In our summer exhibition we have made an effort to exhibit images that are not well known and some have, in fact, never been printed or publicly shown before, in a bid to add something unexpected to what is otherwise familiar.
45 vintage portraits have been chosen by Block.
The portraits we show represent a wide swatch of those ordained famous and include royalty, political leaders, actors and actresses, and artists, musicians and writers. We are also offering self-portraits by a number of accomplished fine art photographers as well as the work of several fashion photographers and photo-journalists.
The FAME exhibition at Throckmorton Fine Art this summer includes portraits that range from an 1858 image of Abraham Lincoln by Matthew Brady, to a 1930s portrait of Marlene Dietrich by Cecil Beaton, one of many 20th century film legends immortalized in this show.

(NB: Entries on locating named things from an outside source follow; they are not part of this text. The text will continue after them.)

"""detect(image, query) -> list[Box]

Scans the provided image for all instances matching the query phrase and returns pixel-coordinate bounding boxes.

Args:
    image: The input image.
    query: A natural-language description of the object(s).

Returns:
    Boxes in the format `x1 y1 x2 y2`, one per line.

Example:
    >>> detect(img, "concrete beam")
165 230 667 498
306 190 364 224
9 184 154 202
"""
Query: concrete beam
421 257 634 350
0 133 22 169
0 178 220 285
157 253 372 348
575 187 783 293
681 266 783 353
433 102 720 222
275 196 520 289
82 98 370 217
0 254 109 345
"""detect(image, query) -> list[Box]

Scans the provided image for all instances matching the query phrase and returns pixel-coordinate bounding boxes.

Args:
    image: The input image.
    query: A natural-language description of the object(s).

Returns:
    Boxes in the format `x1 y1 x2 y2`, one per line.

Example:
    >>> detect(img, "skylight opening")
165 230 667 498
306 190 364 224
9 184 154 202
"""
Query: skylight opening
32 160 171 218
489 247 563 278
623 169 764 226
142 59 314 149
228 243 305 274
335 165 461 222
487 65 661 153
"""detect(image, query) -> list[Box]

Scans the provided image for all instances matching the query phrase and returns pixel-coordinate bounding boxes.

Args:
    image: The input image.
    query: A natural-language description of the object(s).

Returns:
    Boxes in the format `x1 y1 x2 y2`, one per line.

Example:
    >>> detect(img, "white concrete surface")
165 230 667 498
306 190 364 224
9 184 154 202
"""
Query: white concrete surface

Others include Ray Schatts poignant image of James Dean, Kirk Douglas and Yul Brynner portraits by George Platt Lynes, a 1940s portraits of Frida Kahlo by Manuel Alvarez Bravo and an image of Salma Hayek channeling Frida Kahlo by Ruven Afanador. Visitors to the show will also see Gandhis portrait by Margaret Bourke White, and a 1961 image of Jacqueline Kennedy by Eve Arnold, as well as a 1999 portrait of Liza Minelli by Ruven Afanador.
We are delighted that other celebrated individuals making an appearance at our show include the Duke and Duchess of Windsor, Theodore Roosevelt, D.H. Lawrence, Pablo Neruda, Pablo Picasso, Marilyn Monroe, the Beatles, the Dalai Lama, and Jean Michel Basquiat, with his cat.
This exhibit will serve as a testament to many of those who society has idolized over the past century. The exhibit will also offer, though, a window into the wide range of formats photographers have employed to capture the likeness of celebrated individuals.